We stepped out into the lobby and hit the sidewalk. I wondered if the tape had been destroyed or if the bride, embarrassed, was simply holding on to it. I wondered about the strong hands lifting the cereal. Were there any tattoos, marks, or moles visible? Did the guy work at the grocery store? Or was he someone off the street who wandered in to bag groceries?

“I was there a few nights ago. For ice cream.”

“What happened?”

“Nothing particularly. Place had already closed but the manager let me in. Only one other person was in there. A man, but I barely glimpsed him. I was mainly thinking about Häagen-Dazs butter pecan.”

He nodded and glanced at his watch. “Want to take a walk uptown?”

“To see the bride?”

“I was thinking about it …”

“I also thought you wanted to work a solo thing.”

He looked away, drew a breath of deep exasperation,
then gazed at me again. “Mali. Don’t make this hard on me. I said I was sorry, didn’t I?”

“So you did. Kinda …”

I glanced down St. Nicholas Avenue while trying to make up my mind, trying to decide if the tension that had risen between us the last time was because of my attitude toward James or the fact that I was intruding into an area best left to the police. After all, Tad was the detective, and I was only—it took me a while to say it—only an ordinary person relying mainly on intuition and street smarts to get to the bottom of things.

An ordinary person with an ounce of common sense would know to leave well enough alone and let the police do whatever they’re supposed to do. Stay out of the way.

But to hell with it. Common sense was in short supply tonight, and when I gazed up into Tad’s deep, gold-flecked eyes, logic left also.

“Aah, what’re we doing afterward?”

“What would you like?” he whispered. His fingers touched the side of my face, describing a slow arc around my left eyebrow, ear, and under my chin. “Whatever you want, baby, you know I’m for it.”

All I could do was smile as I grabbed his hand and moved away from the lobby door for the short walk uptown.

The bride’s name was Isabelle Oliver and lived with her husband, Duncan, on Bradhurst Avenue near 148th Street in a small three-room apartment facing Jackie Robinson Park.

When she opened the door, we saw that Billy had not exaggerated.
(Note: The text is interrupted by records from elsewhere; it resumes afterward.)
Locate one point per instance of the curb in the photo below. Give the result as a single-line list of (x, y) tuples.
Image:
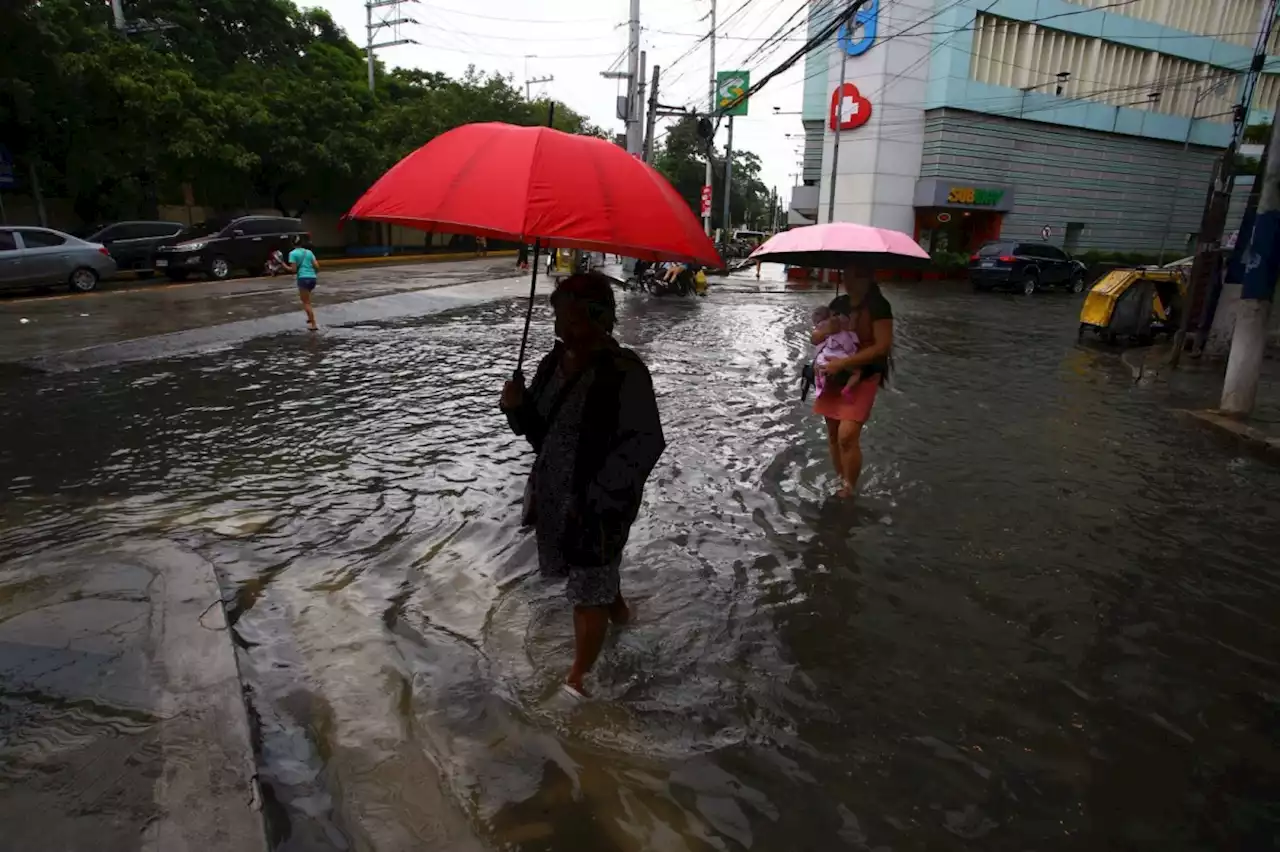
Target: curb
[(1240, 431)]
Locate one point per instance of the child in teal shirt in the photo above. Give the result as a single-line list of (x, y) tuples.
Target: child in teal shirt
[(304, 262)]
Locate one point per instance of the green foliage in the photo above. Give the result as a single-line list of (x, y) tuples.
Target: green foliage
[(251, 102), (682, 160)]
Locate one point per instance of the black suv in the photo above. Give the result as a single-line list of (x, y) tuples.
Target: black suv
[(219, 246), (132, 243), (1024, 266)]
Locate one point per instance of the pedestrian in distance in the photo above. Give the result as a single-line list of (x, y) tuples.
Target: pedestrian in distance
[(592, 417), (304, 264)]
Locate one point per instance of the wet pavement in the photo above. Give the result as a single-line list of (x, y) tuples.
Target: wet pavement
[(1050, 622), (44, 326)]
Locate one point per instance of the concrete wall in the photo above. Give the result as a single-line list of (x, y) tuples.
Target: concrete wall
[(880, 161), (1128, 192)]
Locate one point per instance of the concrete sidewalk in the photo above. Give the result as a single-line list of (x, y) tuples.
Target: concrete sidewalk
[(124, 722)]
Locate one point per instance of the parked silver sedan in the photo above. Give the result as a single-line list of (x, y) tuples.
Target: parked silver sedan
[(45, 257)]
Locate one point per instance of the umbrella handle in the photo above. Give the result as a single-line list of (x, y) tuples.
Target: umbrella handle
[(519, 376)]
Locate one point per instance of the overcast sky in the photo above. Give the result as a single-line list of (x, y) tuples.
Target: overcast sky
[(575, 40)]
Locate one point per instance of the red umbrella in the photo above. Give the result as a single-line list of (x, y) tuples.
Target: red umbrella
[(539, 184), (535, 184)]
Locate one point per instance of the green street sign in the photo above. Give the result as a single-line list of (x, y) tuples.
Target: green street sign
[(730, 90)]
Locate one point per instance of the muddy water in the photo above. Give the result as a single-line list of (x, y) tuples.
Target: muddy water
[(1050, 622)]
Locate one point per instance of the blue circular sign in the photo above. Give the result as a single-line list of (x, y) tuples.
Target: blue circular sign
[(867, 19)]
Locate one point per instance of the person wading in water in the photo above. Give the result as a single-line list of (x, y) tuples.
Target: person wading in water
[(872, 319), (302, 261), (592, 416)]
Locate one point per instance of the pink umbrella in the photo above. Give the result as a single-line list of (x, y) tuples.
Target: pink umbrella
[(839, 244)]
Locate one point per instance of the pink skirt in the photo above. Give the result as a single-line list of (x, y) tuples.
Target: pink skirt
[(856, 406)]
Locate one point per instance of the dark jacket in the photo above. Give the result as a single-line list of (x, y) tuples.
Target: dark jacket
[(620, 440)]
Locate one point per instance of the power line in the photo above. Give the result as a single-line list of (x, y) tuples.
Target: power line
[(533, 21), (507, 54)]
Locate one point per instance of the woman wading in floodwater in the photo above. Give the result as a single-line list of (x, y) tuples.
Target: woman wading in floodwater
[(592, 416), (872, 319)]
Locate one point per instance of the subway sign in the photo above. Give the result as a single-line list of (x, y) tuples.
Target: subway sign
[(976, 196)]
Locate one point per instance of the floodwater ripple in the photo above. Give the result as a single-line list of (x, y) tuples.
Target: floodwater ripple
[(1048, 623)]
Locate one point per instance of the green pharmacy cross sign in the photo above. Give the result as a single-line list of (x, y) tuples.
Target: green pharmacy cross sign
[(730, 90)]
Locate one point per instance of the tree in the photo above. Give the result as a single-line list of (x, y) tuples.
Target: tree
[(246, 101), (682, 161)]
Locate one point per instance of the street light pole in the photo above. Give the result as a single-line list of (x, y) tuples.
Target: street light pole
[(840, 111), (711, 143), (1261, 266)]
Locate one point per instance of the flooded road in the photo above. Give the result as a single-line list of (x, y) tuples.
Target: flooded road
[(1050, 622)]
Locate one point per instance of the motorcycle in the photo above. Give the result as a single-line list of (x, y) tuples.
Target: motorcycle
[(657, 284)]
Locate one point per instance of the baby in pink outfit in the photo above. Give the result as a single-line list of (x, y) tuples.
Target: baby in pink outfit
[(840, 343)]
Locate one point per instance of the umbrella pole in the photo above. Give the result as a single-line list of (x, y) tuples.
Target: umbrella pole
[(529, 311), (533, 280)]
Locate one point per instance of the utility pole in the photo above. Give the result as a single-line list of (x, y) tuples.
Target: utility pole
[(530, 83), (640, 109), (850, 15), (1261, 268), (711, 106), (634, 73), (1208, 241), (392, 22), (650, 118), (726, 220)]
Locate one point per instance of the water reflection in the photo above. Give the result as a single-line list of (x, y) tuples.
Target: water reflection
[(1048, 623)]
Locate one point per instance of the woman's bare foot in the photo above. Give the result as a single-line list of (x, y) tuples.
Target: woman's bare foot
[(574, 686), (618, 612)]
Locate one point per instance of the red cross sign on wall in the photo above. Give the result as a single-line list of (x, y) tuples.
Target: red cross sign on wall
[(849, 109)]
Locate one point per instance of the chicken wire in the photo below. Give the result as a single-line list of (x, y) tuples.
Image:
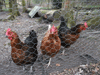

She was five feet four and weighed somewhere in the neighborhood of three hundred
pounds. Her face was dark and round and extremely pretty with large eyes and a mouth that seemed ready to let out a sigh, and when she smiled, she showed bright, beautiful teeth. She had a child’s face, and despite her size, it was evident that she was very young, maybe twenty, twenty-two at most.